Antibody SiteHopper-based Clustering Tutorial
SiteHopper compares binding sites on the protein surface by looking at their shape and chemical features. For antibodies, we focus on the shape and chemical features of the region around the CDR regions. A much higher emphasis is placed on the chemical features (75%) than the shape (25%) for the calculation of the SiteHopper score. The SiteHopper results for these regions are compared for a dataset of 3D antibodies to identify clusters, which are expected to have similar binding properties.
The Antibody SiteHopper-based Clustering Floe requires a dataset of 3D antibody structures. This dataset can be generated using the Antibody Sequences to 3D Models Floe and the Antibody Experimental Structure Prep Floe.

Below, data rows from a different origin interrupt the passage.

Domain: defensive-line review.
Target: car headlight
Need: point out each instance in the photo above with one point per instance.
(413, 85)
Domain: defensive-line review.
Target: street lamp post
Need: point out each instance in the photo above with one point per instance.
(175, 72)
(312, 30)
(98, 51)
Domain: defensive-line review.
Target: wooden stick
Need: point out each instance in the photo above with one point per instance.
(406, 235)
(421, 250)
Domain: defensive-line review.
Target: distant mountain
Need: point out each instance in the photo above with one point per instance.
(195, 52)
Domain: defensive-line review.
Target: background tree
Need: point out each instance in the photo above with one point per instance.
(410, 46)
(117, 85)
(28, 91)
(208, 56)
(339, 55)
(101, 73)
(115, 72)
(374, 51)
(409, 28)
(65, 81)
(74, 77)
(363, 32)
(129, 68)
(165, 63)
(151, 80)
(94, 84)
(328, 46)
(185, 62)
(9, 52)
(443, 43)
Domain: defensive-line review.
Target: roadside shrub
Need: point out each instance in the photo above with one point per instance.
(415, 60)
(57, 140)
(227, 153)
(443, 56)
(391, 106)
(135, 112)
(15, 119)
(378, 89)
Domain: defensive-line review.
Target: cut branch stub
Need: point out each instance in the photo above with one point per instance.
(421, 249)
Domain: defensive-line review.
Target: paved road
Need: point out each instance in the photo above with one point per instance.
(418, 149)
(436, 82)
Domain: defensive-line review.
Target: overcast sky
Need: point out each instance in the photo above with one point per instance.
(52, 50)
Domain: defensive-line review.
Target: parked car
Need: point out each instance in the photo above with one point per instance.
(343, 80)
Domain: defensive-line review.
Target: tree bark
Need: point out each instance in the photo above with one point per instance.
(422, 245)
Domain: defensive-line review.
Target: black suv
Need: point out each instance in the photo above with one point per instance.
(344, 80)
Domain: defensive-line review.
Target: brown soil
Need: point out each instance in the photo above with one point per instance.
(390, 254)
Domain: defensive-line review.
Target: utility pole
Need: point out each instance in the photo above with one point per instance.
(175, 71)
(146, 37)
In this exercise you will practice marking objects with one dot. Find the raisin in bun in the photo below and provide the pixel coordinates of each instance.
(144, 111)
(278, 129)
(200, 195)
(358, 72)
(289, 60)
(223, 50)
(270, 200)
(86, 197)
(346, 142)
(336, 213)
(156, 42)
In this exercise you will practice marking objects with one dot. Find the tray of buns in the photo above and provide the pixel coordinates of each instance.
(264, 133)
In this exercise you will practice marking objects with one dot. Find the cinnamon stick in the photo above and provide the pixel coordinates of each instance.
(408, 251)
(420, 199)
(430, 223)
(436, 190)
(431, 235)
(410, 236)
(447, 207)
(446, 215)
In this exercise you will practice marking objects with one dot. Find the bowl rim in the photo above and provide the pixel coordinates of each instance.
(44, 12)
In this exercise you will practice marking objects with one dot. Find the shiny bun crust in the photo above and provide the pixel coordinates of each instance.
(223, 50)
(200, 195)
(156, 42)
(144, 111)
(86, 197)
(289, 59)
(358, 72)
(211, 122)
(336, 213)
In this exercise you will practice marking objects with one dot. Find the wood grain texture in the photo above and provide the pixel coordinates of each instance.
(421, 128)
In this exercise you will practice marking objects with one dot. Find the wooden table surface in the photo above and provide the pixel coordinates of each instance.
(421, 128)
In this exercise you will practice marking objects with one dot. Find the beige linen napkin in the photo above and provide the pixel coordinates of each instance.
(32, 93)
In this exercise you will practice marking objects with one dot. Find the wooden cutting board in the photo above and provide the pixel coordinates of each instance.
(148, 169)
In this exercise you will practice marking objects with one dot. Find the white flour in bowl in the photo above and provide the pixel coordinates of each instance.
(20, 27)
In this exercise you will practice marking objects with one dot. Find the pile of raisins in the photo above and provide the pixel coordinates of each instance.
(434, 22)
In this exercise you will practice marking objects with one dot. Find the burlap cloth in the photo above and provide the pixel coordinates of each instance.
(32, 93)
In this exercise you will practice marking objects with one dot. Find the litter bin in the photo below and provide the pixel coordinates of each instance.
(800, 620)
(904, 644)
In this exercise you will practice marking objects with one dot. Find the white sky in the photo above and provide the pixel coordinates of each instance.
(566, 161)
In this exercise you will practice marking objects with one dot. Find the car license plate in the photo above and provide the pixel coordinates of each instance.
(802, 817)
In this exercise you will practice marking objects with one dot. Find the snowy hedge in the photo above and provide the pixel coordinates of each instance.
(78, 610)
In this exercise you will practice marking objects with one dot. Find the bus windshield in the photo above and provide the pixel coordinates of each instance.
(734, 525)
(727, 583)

The floe generates a score for each pairwise comparison of the antibodies in the dataset. The Cube Memory for NxN Cube parameter must be specified based on the size of the dataset under consideration. A lower than required number will cause the floe to fail. The Distance Cutoff parameter specifies the SiteHopper score threshold below which binding sites are considered similar for the clustering algorithm. The SiteHopper score has a maximum value of 4.0.
Result Analysis
The floe generates a cluster records dataset which contains the cluster identity of each antibody in the dataset, and a centroids dataset which only contains information on the centroids. These can be visualized in the 3D Viewer if needed. As shown in Figures 2 and 3, the surface patch can be observed to compare antibodies. Antbodies belonging to different clusters are shown in Figure 2 where the surface of the CDR2 region can be observed to be very different between the two antibodies. In Figure 3, on the other hand, the antibodies belong to the same cluster and the surface of the CDR2 region is very similar.